On the 29th, Burnside gathered the commanders of his three white divisions (Brigadier-Generals Orlando Willcox, Robert Potter, and James Ledlie) and announced that one of them would be leading the assault instead of Ferrero the next morning. Burnside did not want to choose which division should lead, so he suggested that the generals draw straws to determine the order of battle. Ledlie’s division was chosen.

Ledlie was a questionable leader was had been notoriously drunk during the fight outside Petersburg on June 18, and his men had accused him of cowardice. His was arguably the weakest division in the entire Potomac army. Ledlie would be followed by Willcox and Potter, with Ferrero in the rear. The Federals made their final preparations throughout the 29th, with the mine set to be detonated at 3:30 the next morning.
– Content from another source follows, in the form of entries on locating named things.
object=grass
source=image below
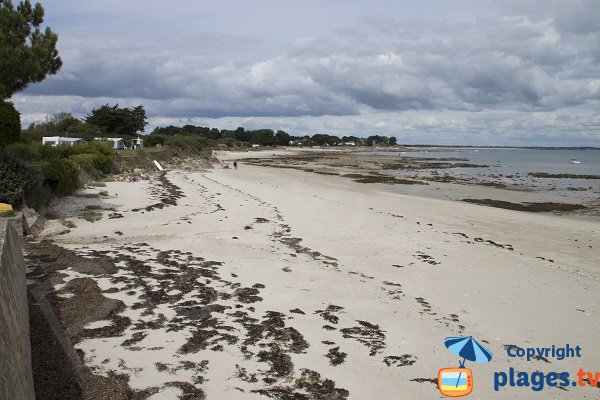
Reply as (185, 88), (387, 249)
(117, 147), (162, 157)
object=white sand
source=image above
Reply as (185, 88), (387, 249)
(48, 155), (600, 399)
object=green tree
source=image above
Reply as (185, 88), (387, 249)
(85, 104), (148, 135)
(0, 0), (62, 100)
(275, 130), (290, 146)
(0, 101), (21, 148)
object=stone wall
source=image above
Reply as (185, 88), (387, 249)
(0, 218), (35, 400)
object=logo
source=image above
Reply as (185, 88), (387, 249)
(438, 336), (492, 397)
(438, 368), (473, 397)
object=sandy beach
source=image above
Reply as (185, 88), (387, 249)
(28, 153), (600, 399)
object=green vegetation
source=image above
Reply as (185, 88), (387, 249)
(0, 102), (21, 149)
(0, 142), (115, 208)
(85, 104), (148, 136)
(0, 0), (62, 100)
(145, 125), (396, 148)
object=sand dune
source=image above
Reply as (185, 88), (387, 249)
(30, 155), (600, 399)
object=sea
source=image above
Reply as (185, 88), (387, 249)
(358, 147), (600, 217)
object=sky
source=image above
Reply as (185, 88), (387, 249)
(12, 0), (600, 146)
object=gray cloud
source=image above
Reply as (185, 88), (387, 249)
(15, 0), (600, 143)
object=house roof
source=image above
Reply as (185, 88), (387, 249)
(42, 136), (83, 142)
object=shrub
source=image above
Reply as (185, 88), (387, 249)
(165, 135), (209, 152)
(0, 102), (21, 148)
(42, 159), (79, 196)
(0, 152), (44, 207)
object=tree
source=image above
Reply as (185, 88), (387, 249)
(0, 0), (62, 101)
(0, 102), (21, 148)
(85, 104), (148, 135)
(275, 130), (290, 146)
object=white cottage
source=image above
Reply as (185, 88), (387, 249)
(95, 138), (125, 150)
(42, 136), (85, 147)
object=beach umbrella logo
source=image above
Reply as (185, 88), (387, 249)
(438, 336), (492, 397)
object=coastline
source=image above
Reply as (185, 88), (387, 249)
(29, 152), (600, 399)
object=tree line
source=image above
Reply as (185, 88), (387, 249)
(146, 125), (397, 146)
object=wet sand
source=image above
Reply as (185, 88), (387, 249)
(28, 155), (600, 399)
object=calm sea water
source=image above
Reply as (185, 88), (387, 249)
(360, 148), (600, 202)
(404, 149), (600, 175)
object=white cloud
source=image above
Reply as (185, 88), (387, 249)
(15, 0), (600, 144)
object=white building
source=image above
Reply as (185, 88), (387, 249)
(42, 136), (85, 147)
(131, 137), (144, 149)
(94, 138), (125, 150)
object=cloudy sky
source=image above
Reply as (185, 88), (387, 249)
(13, 0), (600, 146)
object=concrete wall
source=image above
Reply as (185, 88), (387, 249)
(0, 218), (35, 400)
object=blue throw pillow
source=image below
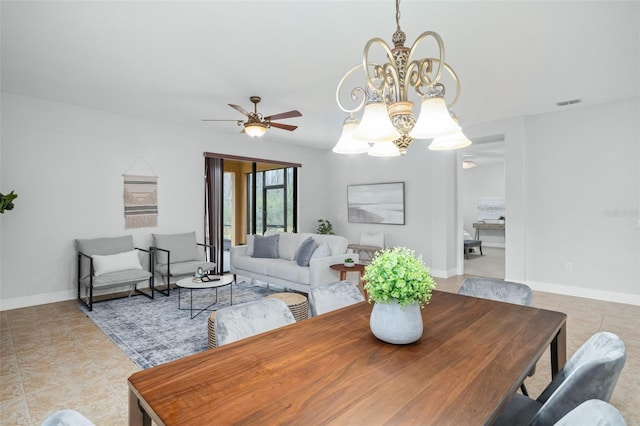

Grant issued orders: “All officers should be fully impressed of the absolute necessity of pushing entirely beyond the enemy’s present line if they should succeed in penetrating it…”


Bibliography

  • Bearss, Edwin C. with Suderow, Bryce, The Petersburg Campaign: The Eastern Front Battles, June-August 1864, Volume I. El Dorado Hills, Calif.: Savas Beattie LLC; Casemate Publishers, Kindle Edition, 2012.
  • Catton, Bruce, The Army of the Potomac: A Stillness at Appomattox. Garden City, NY: Doubleday & Co., Inc., 1953.
  • Davis, William C., Death in the Trenches: Grant at Petersburg. Alexandria, VA: Time-Life Books, 1983.
  • Foote, Shelby, The Civil War, A Narrative: Red River to Appomattox. New York: Vintage Civil War Library, Knopf Doubleday Publishing Group (Kindle Edition), 2011.
  • Long, E.B. with Long, Barbara, The Civil War Day by Day. New York: Da Capo Press, Inc., 1971.
  • McPherson, James M., Battle Cry of Freedom: The Civil War Era. Oxford History of the United States Book 6, Oxford University Press (Kindle Edition), 1988.
  • Sears, Stephen W., Lincoln’s Lieutenants: The High Command of the Army of the Potomac. Boston, New York: Houghton Mifflin Harcourt Books, (Kindle Edition), 2017.
  • Wert, Jeffry D. (Patricia L. Faust ed.), Historical Times Illustrated Encyclopedia of the Civil War. New York: Harper & Row, 1986.